Do You Ever Feel Like You Need a Quiet Space to Get Away from Stress?
Here’s How Space Will Keep You Stuck and Limit Your Spiritual Growth.
By Jordan Myska Allen - 12:09AM - 02/19/2014
A lot of people like to have a quiet place just to themselves when they meditate or pray. It feels like the only way to escape the stress of the day and the myriad distractions calling them away from peace.
Fine, but if a person relies on their sanctuary, they are missing the point of meditation and prayer. They are guaranteeing more stress in the future. They are imposing a huge barrier to the flowering of their contemplative practice, and like Moses they will see the Promised Land, but never be able to reach it.
People must realize that the sanctuary they seek is not dependent on what is happening. True peace is not dependent on anything.
True Peace is Liberated from Circumstances
I was tempted to write that the sanctuary is “inner,” and not dependent on “external circumstances,” but the true practice is to find a sense of peace regardless of inner and outer circumstances.
For meditators, this means being aware of feelings like fear, anger, and depression, without attachment to them staying or leaving, changing or remaining the same.

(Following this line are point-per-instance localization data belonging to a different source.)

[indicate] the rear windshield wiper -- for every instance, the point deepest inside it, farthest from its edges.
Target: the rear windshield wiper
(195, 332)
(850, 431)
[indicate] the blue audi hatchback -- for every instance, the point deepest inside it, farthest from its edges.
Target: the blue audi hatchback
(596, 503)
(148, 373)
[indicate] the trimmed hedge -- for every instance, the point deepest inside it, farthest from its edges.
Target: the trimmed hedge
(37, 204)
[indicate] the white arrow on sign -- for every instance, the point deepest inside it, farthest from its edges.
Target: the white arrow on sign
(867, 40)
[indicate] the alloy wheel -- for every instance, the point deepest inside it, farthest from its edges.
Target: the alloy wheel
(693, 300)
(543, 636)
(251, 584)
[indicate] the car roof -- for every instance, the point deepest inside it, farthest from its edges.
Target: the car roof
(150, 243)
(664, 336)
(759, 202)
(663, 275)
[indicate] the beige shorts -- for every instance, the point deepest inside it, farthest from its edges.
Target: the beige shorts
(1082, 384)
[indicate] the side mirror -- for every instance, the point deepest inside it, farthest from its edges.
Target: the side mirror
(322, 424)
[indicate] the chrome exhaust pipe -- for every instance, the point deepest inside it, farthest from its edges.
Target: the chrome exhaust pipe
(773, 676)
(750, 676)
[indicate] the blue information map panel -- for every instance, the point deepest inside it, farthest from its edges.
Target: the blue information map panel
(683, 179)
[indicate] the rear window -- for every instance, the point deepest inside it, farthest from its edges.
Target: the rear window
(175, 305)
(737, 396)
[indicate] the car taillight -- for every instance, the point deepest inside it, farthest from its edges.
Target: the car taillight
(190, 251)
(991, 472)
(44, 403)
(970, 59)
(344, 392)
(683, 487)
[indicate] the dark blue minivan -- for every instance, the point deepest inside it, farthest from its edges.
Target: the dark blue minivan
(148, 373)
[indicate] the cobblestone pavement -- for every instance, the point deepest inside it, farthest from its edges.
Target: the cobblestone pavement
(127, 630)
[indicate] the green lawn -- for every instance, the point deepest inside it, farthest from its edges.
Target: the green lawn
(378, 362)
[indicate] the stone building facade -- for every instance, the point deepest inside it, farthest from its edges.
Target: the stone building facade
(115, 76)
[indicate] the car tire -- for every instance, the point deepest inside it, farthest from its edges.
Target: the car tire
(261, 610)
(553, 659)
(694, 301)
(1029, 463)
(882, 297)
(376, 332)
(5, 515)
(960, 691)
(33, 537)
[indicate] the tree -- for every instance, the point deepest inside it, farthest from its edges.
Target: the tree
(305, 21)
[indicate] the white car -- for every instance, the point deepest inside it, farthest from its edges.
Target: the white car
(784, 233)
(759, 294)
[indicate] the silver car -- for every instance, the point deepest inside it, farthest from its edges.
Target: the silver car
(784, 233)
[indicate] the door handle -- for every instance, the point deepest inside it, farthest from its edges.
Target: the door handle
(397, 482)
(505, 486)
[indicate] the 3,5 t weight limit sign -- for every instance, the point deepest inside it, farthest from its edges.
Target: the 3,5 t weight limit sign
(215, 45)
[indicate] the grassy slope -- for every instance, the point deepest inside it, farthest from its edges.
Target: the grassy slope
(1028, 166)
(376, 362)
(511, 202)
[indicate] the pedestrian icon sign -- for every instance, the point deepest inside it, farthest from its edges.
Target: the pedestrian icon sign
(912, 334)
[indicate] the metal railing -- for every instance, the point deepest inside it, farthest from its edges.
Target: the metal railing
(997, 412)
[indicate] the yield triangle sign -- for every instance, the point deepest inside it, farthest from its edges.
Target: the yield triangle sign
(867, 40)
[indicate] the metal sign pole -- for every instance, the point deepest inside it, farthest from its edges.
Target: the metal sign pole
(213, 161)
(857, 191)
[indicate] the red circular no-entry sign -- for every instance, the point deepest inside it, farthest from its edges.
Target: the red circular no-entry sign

The same is true for prayer—one communicates with God equally in the midst of a storm as much as a sunny day, whether that storm manifests as actual rain or a sense of despair or frustration inside oneself.
Put another way, if your goal is to de-stress, you will never overcome stress. You must find peace instead, and you must be able to find it even in the midst of business, stress, and overwhelm.
Make Your Practice More Like Everyday Challenges
If you have already created an altar in your home, or have a sacred place where you find the most peace and surrender, I am not asking you to get rid of that or give that up. That would reinforce the very error of thinking that I am pointing to.
Instead, I ask that you begin to expand your practice. Start to pray in traffic, and sing songs of hallelujah at work (maybe just in your head). Try meditating with eyes open so you can adopt the attitude of non-judgement when you are in conversation, at the grocery store, and with your family.
If you use headphones and music to meditate, try silence, and then try a public park. If you always meditate in silence, try doing it with the TV or radio on. If we can be so bold as to define a “goal” of meditation, prayer, and contemplation, it is to bring forth divinity—either in ourselves (namaste), or in relationship to the God—at all times in our lives.
Transcend and Include the Fundamentals
A sanctuary or safe place is like doing drills in sports practice. Even the best players never stop doing drills—practicing the fundamentals. Yet if all they ever did was drills they would be ill prepared for the real challenges of playing the game. They have to scrimmage to be able to put those fundamentals into practice. They need both.
So feel free to create or keep your quiet, safe place for finding peace (or however you define your spiritual practice), just make sure you start to scrimmage—practice with distractions, even in challenging situations—or you will have really good fundamentals and no way to actually include them in your life.